ブロンドに赤い瞳の剣士と小麦色の肌に漆黒の髪の女性。
「「「「「「「「け、剣聖セリオンと……ゼロ!?」」」」」」」
「な、なるほど……アイスヴァルトは無事なのですね」
安堵の息をもらすアルテリード。
「はい、ご安心くださいませアルテリードお姉さま」
キラキラした瞳で見つめるクレイドール、すっかり懐かれてしまい、アルテリードは嬉しくなってしまう。
(まあ……なんて可愛らしいの……私、末っ子で兄しかいなかったから妹欲しかったのよね)
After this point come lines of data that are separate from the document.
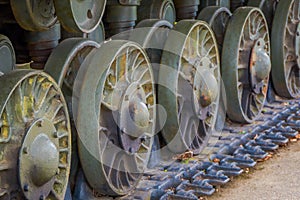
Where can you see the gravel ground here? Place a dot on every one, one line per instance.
(275, 179)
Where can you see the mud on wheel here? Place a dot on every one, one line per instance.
(189, 85)
(35, 128)
(117, 96)
(246, 64)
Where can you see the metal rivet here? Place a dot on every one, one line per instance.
(26, 188)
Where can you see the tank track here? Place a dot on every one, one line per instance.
(238, 148)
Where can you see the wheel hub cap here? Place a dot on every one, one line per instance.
(260, 65)
(206, 85)
(134, 118)
(39, 157)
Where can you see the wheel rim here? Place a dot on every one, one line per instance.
(63, 65)
(267, 6)
(220, 3)
(114, 159)
(217, 18)
(285, 45)
(85, 15)
(34, 15)
(38, 132)
(65, 60)
(246, 64)
(98, 35)
(185, 62)
(7, 55)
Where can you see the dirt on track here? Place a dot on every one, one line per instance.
(275, 179)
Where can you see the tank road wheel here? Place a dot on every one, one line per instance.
(189, 85)
(234, 4)
(246, 64)
(7, 55)
(286, 48)
(152, 34)
(78, 15)
(157, 9)
(66, 59)
(63, 65)
(267, 6)
(36, 15)
(117, 96)
(217, 18)
(35, 128)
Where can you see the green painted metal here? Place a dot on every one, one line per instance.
(34, 15)
(217, 17)
(189, 85)
(220, 3)
(245, 28)
(34, 128)
(285, 69)
(157, 9)
(97, 35)
(63, 65)
(267, 6)
(7, 55)
(234, 4)
(78, 15)
(187, 9)
(113, 145)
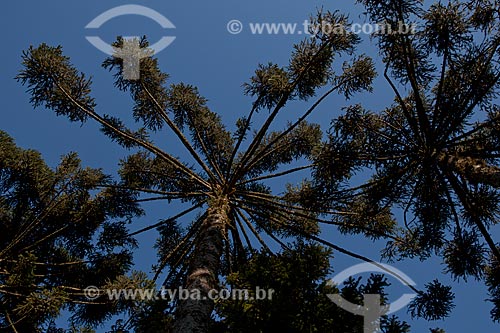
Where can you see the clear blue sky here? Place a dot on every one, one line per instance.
(205, 54)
「アイスヴァルトを助けてくれてありがとう、クレイドール」
ぎゅっと抱きしめるアルテリード、そして――――お姉さんに憧れていたクレイドールも思い切り甘える。
「すっかり姉妹みたいだな、ハハハ」
「それにしても――――筆頭魔導士のメルキオール殿まで帝国を捨てるとは……」
「真っ先に飛び出した奴が何言ってる? だが、お前ほどの男と最高の暗殺者が護衛するとは……あのお嬢ちゃんそんなに高貴なお方なのか?」
帝国において剣聖セリオンは一匹狼であった。決して群れず、誰の下にもつかない。そんな男と帝国の宰相だった男が仕えているのだ、キングダム王国の王女だと言われた方がよほど納得できる。
「ははは……まあ……高貴と言えばそうかもしれないが」
「……???」
苦笑いするセリオンに首を傾げるメルキオールであった。